You can clone miniGRR with:

git clone https://github.com/iossifovlab/mini_grr.git
cd mini_grr

miniGRR contains a toy genome (two short chromosomes, 20 nucleotides each) with ready-made genomic_resource.yaml descriptors, plus minimal examples of gene models (RefSeq- and GTF-style, one gene per chromosome), position scores, allele scores, gene scores and gene sets. The resources span common file types (e.g., TSV/tabix, BedGraph/BigWig, VCF) and both 0-based and 1-based coordinate conventions, so you can see exactly how formats and offsets are declared in practice.
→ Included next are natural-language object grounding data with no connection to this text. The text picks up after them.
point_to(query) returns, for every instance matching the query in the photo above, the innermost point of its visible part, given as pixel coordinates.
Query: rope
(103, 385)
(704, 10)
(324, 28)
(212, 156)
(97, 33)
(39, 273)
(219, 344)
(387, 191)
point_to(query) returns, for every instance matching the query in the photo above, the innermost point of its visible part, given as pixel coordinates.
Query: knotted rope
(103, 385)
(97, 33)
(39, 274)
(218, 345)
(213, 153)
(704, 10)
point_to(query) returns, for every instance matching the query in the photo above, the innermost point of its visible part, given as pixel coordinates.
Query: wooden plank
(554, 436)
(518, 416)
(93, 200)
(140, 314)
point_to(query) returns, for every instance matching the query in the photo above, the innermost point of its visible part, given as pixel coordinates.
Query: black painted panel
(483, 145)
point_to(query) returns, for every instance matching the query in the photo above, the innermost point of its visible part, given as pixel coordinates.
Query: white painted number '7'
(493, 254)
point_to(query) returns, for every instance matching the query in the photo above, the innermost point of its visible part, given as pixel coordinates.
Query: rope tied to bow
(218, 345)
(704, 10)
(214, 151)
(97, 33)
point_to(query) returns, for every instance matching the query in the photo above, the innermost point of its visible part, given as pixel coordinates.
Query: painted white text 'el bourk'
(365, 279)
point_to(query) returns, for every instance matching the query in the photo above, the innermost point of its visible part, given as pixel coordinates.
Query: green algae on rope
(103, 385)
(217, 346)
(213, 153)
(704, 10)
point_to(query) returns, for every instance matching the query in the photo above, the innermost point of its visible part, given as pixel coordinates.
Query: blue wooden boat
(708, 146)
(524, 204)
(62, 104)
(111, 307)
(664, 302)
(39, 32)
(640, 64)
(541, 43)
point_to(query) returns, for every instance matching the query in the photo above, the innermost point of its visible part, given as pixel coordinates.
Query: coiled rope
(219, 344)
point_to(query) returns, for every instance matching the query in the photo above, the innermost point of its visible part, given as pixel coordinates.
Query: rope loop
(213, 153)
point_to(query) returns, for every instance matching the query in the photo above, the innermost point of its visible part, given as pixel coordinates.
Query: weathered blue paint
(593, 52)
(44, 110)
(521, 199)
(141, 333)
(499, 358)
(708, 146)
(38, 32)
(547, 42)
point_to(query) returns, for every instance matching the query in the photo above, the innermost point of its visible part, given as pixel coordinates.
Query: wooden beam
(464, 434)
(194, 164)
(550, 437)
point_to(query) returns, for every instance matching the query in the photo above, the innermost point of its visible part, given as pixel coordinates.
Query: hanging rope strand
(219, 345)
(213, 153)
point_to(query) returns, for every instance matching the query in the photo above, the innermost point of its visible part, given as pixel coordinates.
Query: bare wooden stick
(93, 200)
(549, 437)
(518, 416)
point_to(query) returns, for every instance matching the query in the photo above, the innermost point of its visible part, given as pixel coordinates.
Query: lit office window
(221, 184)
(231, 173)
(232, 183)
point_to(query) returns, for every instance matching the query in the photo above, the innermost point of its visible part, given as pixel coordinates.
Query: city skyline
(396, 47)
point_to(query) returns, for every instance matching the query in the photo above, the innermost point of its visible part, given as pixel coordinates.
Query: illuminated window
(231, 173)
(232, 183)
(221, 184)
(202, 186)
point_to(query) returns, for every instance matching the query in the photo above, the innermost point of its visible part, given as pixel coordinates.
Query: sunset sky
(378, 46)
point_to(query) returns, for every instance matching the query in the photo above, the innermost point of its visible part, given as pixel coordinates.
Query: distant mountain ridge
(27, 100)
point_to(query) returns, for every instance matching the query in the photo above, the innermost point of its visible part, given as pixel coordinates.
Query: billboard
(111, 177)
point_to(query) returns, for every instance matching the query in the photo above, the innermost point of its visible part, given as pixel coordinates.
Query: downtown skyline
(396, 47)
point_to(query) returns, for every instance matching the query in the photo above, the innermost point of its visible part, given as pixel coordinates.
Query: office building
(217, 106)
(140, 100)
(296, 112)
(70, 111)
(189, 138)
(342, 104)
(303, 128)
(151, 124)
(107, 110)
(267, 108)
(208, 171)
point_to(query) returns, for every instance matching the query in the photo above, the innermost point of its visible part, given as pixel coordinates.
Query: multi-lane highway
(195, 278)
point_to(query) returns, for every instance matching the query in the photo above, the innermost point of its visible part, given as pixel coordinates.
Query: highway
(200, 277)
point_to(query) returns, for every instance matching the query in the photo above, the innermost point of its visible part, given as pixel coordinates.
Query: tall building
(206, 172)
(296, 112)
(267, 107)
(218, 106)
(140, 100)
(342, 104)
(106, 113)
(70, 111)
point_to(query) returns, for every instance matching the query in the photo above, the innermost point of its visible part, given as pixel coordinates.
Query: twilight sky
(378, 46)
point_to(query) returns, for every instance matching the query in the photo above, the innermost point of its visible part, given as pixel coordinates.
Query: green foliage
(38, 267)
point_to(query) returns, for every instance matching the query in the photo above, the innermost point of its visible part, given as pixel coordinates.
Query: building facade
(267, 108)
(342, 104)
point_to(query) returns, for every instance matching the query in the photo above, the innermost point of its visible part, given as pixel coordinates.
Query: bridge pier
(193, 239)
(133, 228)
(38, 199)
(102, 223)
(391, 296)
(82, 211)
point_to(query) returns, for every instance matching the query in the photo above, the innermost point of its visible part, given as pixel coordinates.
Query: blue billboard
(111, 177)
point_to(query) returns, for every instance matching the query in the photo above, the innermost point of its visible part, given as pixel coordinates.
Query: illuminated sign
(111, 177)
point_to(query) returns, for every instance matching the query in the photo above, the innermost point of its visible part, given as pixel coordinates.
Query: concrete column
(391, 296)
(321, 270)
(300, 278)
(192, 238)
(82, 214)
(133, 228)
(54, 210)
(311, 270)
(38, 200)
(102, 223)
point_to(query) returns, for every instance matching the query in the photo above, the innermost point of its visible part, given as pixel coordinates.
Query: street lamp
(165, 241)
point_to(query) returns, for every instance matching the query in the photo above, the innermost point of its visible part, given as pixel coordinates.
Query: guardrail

Once cloned, you can point GAIn to miniGRR in your .grr_definition.yaml and run pipelines against it on a laptop to verify that your installation and configuration work as expected. After you understand how a given resource is structured, you can swap in your own data (for example, replace the mini FASTA with a real assembly, or replace a toy score track with your own) by editing the corresponding genomic_resource.yaml. In this way, miniGRR serves as a template GRR that demonstrates directory layout, metadata fields, and attribute wiring with minimal compute, making it easier to bootstrap a private GRR and extend it resource by resource.